I know at least part of my internalized ageism comes from trauma, lessons that were forced down my throat under threat of ostracism and other punishments. Even when I was a child of five, when my mom was displeased with me, she demanded that I “grow up.” “Oh, Kele, grow up!” she’d exclaim with a sigh. Act your age. Be a little adult. Put aside childish things that are inconvenient for me. During my hospitalizations as a teenager, one of my psychiatrists decried my love of collecting stuffed animals. He wrote in my chart that I evinced inappropriate object attachment for my age, that I refused to grow up. He told me that having stuffed animals was indicative of mental disturbance, not to mention non-compliance with the program, and if I didn’t get rid of them he’d be forced to put me on suicide watch. I got rid of them because suicide watch sucks, but I never understood what separated my collection of stuffed animals from his collection of tie pins.

These are the voices I hear when I browse Hot Topic, when I pin cool hair colors, when I read comic books and watch superhero television and buy sweatshirts with pop culture references on the front. When I think about going to conventions and doing cosplay. “Grow up! Act your age!” I’m pretty sure there are other like me, people who are no longer “young,” who enjoy the same things I do. I tell myself this on a daily basis. And yet, when the sweatshirt arrives in the mail, when I put on a cool outfit, I feel uncomfortable. All too often, I pass up buying clothes I like because deep inside I feel they’re inappropriate. Or if I do buy them, I wear them once or twice and then they end up hanging in the back of the closet. I go back to my T-shirts and sweatpants, unable to bring that side of my inner self into the light for long. Unable to bear the scrutiny.

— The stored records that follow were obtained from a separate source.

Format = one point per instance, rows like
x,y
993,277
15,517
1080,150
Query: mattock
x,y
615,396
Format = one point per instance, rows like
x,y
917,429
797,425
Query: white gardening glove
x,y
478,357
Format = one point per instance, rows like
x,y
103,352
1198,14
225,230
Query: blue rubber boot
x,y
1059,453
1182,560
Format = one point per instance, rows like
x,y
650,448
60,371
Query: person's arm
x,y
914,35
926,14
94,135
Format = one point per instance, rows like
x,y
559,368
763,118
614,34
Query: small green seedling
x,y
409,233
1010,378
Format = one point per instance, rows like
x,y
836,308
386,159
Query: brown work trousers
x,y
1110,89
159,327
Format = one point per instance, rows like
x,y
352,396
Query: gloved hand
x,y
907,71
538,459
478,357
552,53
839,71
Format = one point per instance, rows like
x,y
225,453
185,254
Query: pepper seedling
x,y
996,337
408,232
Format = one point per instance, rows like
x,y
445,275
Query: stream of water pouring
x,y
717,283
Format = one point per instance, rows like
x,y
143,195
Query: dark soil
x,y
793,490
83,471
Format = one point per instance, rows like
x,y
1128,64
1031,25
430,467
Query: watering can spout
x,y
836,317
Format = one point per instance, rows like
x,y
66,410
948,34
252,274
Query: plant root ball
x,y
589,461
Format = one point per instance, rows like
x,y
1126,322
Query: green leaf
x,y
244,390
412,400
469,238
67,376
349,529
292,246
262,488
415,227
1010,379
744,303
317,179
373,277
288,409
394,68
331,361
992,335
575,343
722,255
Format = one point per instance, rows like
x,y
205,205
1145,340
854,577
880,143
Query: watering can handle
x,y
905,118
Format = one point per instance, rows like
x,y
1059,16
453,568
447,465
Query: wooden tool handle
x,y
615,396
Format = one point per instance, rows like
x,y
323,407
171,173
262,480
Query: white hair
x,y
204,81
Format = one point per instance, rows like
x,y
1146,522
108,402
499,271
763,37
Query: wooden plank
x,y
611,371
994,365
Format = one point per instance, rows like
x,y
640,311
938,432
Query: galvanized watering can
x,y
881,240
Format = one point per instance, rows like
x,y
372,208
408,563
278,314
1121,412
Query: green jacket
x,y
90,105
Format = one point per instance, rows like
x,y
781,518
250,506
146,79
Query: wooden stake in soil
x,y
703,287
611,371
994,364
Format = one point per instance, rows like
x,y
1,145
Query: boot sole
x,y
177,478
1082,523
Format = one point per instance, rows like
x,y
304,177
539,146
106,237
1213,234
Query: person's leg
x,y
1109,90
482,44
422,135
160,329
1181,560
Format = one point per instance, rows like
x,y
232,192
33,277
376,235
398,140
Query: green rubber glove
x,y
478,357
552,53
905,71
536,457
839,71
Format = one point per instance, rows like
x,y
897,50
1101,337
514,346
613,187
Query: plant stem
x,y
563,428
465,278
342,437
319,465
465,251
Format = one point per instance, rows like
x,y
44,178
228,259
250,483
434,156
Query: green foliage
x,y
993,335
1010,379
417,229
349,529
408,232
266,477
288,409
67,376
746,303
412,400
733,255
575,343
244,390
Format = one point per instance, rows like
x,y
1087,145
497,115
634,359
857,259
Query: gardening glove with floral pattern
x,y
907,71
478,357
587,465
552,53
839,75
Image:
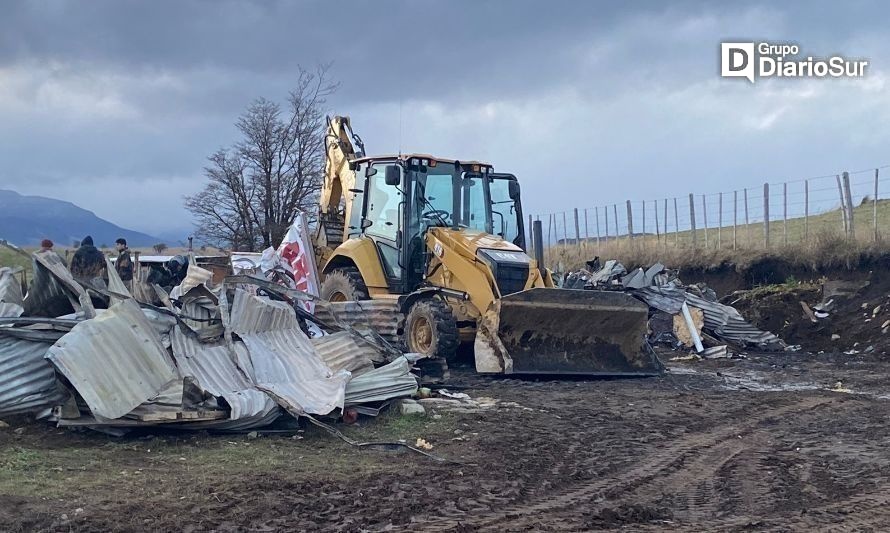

I wonder sometimes if this is a reason I have experienced so much poverty in my life. If I don’t have the money for things I like, if I don’t have any option but the rack at Walmart, I don’t have to face this challenge. I don’t have to figure out how to be myself. I’m sure it’s more complicated than that; after all, I doubt suddenly being okay with myself after all these years is unlikely to result in immediate riches for several reasons. But it is something I wonder.

I had a birthday the other day. I turned fifty-three.

I ask myself who I am and how to cope with this number. I don’t have any answer.